Though bonded as Brahms and Beethoven are by the boundless cords of limitless musical greatness, they are nonetheless, unlettered geniuses before that giant of classical music, JS Bach whose innately civilised mindset sheltered and articulated every human feeling with dazzling and effortless love.

However wild or tormented, ecstatic or thoughtful an emotion is, Bach is best able to help it live safely in the real world. And so it is with the water buffalo, whose herculean life is played out almost entirely under the watchful gaze of men.

“I was obliged,” said JS Bach to his musicologist biographer Johann Forkel, “to be industrious. Whoever is equally industrious will succeed equally well.” And no-one can ever doubt the prodigious industry of water buffalos. Pulling ploughs through paddy or heavy loads along bumpy roads, harnessed to help thresh and crush crops, they work 5 hour shifts, breaking for 2 hours to plunge into cooling water to avoid overheating before starting all over again, for 40 years or so.
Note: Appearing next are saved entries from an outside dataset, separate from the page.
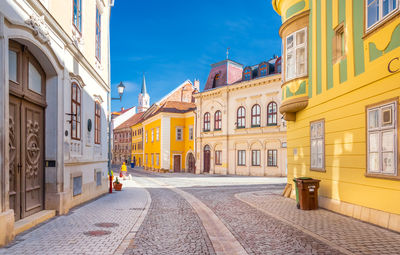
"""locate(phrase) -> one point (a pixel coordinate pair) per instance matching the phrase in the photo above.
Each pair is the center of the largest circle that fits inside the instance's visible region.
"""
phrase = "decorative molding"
(40, 29)
(78, 78)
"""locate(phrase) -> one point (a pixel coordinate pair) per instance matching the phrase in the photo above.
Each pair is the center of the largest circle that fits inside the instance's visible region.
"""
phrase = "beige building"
(54, 108)
(238, 127)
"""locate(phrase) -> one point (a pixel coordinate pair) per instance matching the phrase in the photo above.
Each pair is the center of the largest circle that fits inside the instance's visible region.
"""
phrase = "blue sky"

The very lucky one are merely left in luscious green fields to produce milk is richer in fat and protein than that of dairy cattle; they unlucky ones are raised for meat.
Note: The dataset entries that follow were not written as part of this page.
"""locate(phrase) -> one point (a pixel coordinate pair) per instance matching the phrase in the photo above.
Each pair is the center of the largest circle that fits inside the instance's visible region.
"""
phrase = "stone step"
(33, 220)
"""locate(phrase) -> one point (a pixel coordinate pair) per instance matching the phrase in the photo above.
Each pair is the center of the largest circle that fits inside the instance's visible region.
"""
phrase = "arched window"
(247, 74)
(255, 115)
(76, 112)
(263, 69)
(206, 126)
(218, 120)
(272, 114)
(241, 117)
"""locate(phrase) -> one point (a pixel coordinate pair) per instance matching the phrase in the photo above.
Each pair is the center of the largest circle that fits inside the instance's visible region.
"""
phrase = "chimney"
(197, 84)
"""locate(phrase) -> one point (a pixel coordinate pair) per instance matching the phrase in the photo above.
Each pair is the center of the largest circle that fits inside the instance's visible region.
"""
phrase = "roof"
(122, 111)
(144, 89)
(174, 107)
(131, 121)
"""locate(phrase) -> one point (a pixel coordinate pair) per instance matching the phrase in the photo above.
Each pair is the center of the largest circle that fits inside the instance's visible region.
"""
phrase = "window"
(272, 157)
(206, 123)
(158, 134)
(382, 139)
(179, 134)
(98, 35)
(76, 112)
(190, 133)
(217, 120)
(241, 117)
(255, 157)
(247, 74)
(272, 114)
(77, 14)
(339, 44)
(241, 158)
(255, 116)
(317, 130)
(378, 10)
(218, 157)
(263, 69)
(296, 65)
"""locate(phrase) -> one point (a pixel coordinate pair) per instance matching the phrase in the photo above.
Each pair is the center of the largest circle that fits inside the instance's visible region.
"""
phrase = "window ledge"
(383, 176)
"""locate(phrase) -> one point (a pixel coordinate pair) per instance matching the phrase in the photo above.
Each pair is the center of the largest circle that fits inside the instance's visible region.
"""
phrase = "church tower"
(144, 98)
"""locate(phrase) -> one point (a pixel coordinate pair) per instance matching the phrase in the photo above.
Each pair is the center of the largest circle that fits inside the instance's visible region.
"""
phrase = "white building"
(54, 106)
As a wild species buffalo have undergone endless reproductive interventions by humans, all focussed on making them more useful for certain tasks; and there are scores of variants right across the world. The most commonly seen ones in Sri Lanka are the very domesticated breeds such as Nili-Ravi and Murrah, both good for high milk production, and Surti, famous for its sickle-shaped horns. In the wetter parts of the country swamp buffalo can be seen with their marginally lower and heavier build and light grey colouring. All of these are feral offshoots of the buffalo in excelsis – the native Asian wild water buffalo, now so rare on the island that it sits dead centre in the Endangered section of IUCN Red List, its number south of 4,000.

Constructed by loving gods with luxuriant, solid, confident proportions, this wild version of the water buffalo makes its many other bovine relatives come across as whispery ragamuffins. Elusive and often aggressive, its literary pedigree dates back at least to the Akkadian kingdom of 2,500 BCE. Black to slate grey with generously curved horns and reassuringly stocky bodies, they typically weigh 1,200 pounds, though double that weight has been recorded in some instances.

They are avid communicators, making their vocal presence through a complicated set of grunts, gargles, and mumbles in which tiny variations in tone and volume, pitch or melody utterly change their meaning of what they have to say. Like the polyphony that underwrites all of JS Bach’s works, their weaving together of sperate yet interdependent sounds produces a distinct and unified auditory melody. Grunts that are mere mumbles are all about every day communication within a herd yet expressed with a rare degree of harmonic modulation. Mother buffalos gargle to their calves guiding them this way or that and warning of danger, the sound emitting with the highly structured, almost mathematical, precision that so characterises Bach’s greatest works. And just as Bach as able to suddenly turn to using unique musical instruments to produce expected sounds, so too do water buffalos grunt groan and grumble when feeling passionate, aggressive, or intimidated. All of this is of course largely lost on humans, as indeed was Bach’s music during his lifetime. “My masters,” he was to write, “are strange folk with very little care for music in them.”